Would you like to earn more money in your post-college career? One key is to go straight from college into a job.
Graduates who land quality positions right after college “earn considerably higher salaries" than those who don't take a job until later, according to new research from the Strada-Gallup Alumni Survey.
“Forty-three percent of recent graduates who had a good job waiting for them upon graduation now earn at least $60,000 in personal income, compared with fewer than two in 10 graduates who took two to less than 12 months (18 percent) or one year or more (14 percent) to find a good job," the report said.
This doesn't mean that you should necessarily be sending out resumes now if you're planning to graduate in May, but you should be making connections that will lead you to your post-college career.
Some careers require certifications and other requirements before you can get hired, so always factor in those considerations if you're in one of those fields. Barring any job-specific pre-requisites, however, most college seniors can benefit from a few pieces of advice to help stay on the job-hunting track.
To get a handle on how you can be among the grads transitioning straight into a career after college, check out the following quick tips.
The final semester of college can often involve juggling classes, internships and research responsibilities, but don't let job hunting fall through the cracks as you head toward the graduation runway.
You'll want to prep for your job hunt sometime around your winter break so you can start your applications during the spring semester. “You should start applying a minimum of two months prior to graduation," said career coach Hallie Crawford, MA, CPCC.
This will give you time to review and determine the types of positions you want to pursue, identify companies you'd like to target and work through the application processes, Crawford said.

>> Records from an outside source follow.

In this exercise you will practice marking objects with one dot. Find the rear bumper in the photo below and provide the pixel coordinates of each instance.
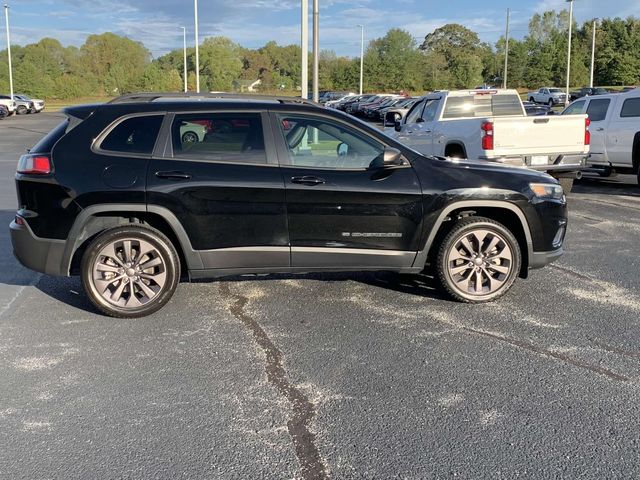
(40, 254)
(541, 259)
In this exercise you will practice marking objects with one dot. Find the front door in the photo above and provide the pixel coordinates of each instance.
(343, 211)
(220, 178)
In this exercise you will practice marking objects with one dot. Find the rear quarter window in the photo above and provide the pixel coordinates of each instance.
(597, 109)
(45, 145)
(630, 108)
(136, 135)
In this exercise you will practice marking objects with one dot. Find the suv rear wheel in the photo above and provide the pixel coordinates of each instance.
(130, 271)
(478, 260)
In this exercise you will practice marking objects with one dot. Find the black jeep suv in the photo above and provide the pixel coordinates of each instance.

Because you are still navigating your coursework and other responsibilities, you should build your college application plans into your weekly schedule so you can map out exactly which job-hunting activities you'll be doing each week leading up to graduation.
During this period, you'll want to allot time to work on your resume and identify target companies and jobs that look like a good fit based on past experience, volunteering gigs, internships and interests. Once you work out your job search and application time frame, you can get all of your materials organized.
This is also a good time to talk to professors, visit your school's Career Center and check in with your mentors and any internship advisors who might be willing to help guide your job exploration process. Your network is not only valuable in helping you find the right jobs, but also to bounce ideas off of when you have questions.
You want to aim high when job-hunting, but you may also need to accept that it could take a few entry-level positions before you make it to your ultimate dream job, and that's okay. As long as you're working toward your goals by finding related positions in the industry and meeting people who can teach you the skills you'll need to hit your target career, you're on the path to your dream position.
Therefore, if you get an offer, evaluate it against both your short-term and long-term goals, and compare it to the other opportunities you've pursued along the way.
“While you don't want to take a job that you know you'll hate or that goes against your values, accepting a job sooner than later will help you earn income, build your confidence, give you work experience and start getting out of the house (if you still live at home)," Crawford said. “This will make it easier for you to get a better job down the line once you have built up your experience."